President Obama has drawn some praise for his suggestion that the US might be prepared to talk to the moderate Taliban in war-torn Afghanistan. It might be a good idea although it has to be said that the country is almost certainly a narco-State and a failed one at that. No less importantly, Patricia Lalonde [the chairwoman of Mobilization for Elected Women in Afghanistan (MEWA)] in a piece "Did anyone ask Afghan women?" in the IHT asks whether the women in Afghanistan would be prepared to have any Taliban-influence in their country.

"I have just returned from Afghanistan and I am struck by the news: There’s talk about negotiations with the moderate Taliban. President Barack Obama announced it this week, and the message has been relayed by European leaders.
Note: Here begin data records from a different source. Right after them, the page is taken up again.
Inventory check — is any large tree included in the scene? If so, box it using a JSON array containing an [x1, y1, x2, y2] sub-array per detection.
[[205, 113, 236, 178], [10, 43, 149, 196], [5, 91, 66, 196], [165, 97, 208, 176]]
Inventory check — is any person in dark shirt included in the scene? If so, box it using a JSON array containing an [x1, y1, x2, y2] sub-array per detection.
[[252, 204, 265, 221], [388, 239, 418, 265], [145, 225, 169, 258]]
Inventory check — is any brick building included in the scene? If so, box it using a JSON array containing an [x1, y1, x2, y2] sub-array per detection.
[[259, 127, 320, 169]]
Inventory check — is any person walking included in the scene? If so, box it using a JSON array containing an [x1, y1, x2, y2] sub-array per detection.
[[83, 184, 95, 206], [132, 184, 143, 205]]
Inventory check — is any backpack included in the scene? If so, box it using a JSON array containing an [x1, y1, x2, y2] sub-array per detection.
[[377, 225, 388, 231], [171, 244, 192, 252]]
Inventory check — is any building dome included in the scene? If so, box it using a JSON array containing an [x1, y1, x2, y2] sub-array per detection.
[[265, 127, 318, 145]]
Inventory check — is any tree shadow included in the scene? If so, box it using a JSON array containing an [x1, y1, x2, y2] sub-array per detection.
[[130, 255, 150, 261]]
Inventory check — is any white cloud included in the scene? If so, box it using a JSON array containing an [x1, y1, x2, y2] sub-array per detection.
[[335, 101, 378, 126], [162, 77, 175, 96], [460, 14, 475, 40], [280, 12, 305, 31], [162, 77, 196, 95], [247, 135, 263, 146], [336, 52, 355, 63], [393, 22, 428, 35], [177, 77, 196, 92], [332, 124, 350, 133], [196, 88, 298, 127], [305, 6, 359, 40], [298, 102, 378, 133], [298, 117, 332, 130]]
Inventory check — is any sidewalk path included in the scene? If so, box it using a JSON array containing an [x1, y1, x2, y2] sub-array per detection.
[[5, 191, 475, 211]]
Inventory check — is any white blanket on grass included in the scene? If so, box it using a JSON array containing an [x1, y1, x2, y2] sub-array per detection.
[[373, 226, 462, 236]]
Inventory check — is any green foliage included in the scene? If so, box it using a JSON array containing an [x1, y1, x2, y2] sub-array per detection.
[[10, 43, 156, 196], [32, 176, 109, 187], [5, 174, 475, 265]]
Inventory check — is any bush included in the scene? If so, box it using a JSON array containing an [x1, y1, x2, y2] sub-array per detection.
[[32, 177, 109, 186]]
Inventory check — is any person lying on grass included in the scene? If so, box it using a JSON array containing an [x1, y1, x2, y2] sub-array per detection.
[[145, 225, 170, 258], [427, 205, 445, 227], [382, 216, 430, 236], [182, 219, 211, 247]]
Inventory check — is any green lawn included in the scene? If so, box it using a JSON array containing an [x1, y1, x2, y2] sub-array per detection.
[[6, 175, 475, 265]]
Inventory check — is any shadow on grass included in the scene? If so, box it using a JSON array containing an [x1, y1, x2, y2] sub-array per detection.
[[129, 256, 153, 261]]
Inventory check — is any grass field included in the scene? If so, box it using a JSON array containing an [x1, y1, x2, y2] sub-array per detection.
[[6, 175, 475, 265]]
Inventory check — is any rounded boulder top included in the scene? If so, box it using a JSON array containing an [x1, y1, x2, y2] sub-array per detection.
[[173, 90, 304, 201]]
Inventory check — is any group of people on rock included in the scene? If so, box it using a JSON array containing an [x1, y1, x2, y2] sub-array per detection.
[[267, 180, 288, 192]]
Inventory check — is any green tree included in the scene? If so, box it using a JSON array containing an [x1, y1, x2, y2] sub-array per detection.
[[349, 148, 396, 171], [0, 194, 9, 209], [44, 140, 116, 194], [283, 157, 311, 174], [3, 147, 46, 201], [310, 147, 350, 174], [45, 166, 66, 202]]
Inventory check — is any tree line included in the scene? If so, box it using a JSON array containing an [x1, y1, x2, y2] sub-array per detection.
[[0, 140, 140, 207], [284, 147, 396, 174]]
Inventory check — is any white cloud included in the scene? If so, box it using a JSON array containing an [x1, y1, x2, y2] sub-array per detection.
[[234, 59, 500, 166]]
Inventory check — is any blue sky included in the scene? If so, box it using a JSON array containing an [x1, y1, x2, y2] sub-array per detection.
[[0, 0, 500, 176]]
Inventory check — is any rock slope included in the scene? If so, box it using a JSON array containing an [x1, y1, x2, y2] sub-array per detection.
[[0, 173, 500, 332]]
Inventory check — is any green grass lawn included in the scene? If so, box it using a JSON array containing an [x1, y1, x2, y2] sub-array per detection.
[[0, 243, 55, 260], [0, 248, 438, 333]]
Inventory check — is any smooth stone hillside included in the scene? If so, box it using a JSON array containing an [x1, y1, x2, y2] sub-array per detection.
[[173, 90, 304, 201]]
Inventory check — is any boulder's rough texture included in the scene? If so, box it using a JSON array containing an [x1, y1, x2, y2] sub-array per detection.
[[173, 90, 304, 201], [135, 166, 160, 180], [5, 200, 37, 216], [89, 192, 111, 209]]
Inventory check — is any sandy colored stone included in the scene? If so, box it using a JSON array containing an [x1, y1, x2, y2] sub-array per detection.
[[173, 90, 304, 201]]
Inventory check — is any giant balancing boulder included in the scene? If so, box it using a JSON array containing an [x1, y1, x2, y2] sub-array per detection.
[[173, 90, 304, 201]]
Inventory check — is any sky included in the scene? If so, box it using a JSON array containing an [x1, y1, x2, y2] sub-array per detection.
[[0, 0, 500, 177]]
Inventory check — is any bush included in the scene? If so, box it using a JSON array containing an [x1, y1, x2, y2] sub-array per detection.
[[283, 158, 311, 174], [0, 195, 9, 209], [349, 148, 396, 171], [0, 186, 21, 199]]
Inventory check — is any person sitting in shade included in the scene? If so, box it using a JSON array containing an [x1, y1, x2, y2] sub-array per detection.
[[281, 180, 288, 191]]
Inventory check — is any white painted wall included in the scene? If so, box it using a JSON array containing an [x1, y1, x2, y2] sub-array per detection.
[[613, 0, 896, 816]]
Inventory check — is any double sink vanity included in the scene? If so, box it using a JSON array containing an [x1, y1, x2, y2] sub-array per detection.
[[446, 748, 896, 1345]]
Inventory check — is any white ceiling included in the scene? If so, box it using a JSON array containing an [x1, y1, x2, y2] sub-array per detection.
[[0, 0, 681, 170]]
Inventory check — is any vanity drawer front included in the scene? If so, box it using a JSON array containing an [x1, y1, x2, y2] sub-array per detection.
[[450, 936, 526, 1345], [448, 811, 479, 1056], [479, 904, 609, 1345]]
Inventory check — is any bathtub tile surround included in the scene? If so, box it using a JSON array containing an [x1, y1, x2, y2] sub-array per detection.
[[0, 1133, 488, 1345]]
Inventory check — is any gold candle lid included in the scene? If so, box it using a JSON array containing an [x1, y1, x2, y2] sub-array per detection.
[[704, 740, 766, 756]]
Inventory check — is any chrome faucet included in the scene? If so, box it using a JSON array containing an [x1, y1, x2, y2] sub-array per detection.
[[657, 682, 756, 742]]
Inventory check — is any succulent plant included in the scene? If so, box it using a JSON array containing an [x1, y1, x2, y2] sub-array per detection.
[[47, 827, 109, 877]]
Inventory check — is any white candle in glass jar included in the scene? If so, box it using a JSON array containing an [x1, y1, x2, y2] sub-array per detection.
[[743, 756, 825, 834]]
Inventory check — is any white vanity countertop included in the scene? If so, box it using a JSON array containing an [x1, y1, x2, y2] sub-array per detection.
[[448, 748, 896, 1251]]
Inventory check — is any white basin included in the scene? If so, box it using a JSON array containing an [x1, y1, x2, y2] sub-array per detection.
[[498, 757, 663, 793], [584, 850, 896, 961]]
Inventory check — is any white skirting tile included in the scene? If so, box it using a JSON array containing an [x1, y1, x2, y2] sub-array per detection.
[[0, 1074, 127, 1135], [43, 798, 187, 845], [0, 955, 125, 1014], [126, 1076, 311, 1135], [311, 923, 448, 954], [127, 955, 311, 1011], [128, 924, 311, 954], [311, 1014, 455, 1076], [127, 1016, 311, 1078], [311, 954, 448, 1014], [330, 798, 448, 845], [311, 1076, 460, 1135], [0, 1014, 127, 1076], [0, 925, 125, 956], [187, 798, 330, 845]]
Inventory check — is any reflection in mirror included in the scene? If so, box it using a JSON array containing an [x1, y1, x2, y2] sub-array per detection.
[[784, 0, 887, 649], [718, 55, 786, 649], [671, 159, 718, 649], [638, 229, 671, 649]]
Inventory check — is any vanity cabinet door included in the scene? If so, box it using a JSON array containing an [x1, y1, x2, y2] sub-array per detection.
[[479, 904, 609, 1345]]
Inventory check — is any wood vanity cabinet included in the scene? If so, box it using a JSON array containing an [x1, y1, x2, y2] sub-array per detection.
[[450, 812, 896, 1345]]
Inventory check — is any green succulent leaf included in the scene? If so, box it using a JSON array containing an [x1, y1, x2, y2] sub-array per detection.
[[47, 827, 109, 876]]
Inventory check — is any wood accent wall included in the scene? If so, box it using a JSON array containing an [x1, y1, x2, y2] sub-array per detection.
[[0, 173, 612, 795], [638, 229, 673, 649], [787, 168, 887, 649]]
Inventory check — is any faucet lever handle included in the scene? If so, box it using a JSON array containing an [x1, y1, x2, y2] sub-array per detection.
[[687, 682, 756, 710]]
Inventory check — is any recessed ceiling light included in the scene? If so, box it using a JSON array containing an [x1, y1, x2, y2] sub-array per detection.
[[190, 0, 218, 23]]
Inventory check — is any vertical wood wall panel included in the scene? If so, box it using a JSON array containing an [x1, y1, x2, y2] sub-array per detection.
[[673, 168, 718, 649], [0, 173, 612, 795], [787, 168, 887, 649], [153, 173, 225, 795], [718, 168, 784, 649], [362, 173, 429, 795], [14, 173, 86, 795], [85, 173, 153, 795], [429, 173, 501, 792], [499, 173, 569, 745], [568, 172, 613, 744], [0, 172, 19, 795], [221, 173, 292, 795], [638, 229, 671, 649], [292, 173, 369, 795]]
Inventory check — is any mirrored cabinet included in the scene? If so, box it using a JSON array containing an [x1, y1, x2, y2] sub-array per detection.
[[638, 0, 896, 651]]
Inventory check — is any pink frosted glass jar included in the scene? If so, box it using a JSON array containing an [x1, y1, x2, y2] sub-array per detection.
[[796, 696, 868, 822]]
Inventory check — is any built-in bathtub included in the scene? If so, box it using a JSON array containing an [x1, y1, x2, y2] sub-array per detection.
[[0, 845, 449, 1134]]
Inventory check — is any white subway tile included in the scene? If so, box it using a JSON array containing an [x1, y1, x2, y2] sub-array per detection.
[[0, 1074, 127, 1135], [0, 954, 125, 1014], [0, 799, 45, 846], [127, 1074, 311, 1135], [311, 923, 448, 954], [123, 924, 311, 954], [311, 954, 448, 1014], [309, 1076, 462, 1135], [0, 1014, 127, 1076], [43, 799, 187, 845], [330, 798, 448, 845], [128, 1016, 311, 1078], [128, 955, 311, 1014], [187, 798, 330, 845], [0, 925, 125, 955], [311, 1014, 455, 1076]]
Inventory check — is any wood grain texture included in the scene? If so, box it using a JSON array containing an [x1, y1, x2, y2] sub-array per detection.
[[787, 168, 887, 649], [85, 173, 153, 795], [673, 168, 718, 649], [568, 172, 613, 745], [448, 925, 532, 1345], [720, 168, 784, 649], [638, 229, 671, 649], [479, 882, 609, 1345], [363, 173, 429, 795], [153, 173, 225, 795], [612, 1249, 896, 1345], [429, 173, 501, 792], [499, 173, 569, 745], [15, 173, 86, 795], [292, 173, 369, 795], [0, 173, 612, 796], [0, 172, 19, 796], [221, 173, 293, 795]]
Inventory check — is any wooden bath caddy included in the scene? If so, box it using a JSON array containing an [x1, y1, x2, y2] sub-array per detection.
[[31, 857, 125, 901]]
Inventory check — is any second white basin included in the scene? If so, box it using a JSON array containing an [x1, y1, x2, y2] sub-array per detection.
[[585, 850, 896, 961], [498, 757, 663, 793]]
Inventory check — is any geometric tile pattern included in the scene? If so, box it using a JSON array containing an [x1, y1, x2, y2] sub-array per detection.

Let us first be clear: Either we’re talking about those Taliban whose moderation means 10 lashes instead of 100 for women who show their ankles, and maybe we can negotiate them down to five, or we’re talking about rebels who are victims of current misery in their country and find themselves loosely affiliated with the Taliban. If the latter is the case, let’s not call them Taliban.

The Afghan women I know cannot conceive of a ‘‘moderate’’ Taliban, not to mention negotiations with them. The Taliban are the Taliban, Islamists who advocate a fundamentalist and extremist ideology in which the role of the woman is to be muzzled and illiterate.

Many of these women already fought a battle against that role when the Taliban were in power. They won that battle.

Democracy is working for them. Girls go to school. Women comprise 25 percent of the Afghan Parliament and they are doing a remarkable job. They are learning “politics’’: a recent budget vote on funds earmarked for women in various ministries met with opposition from the male deputies, whereby the women rose and left the chamber. The women got the budget they wanted."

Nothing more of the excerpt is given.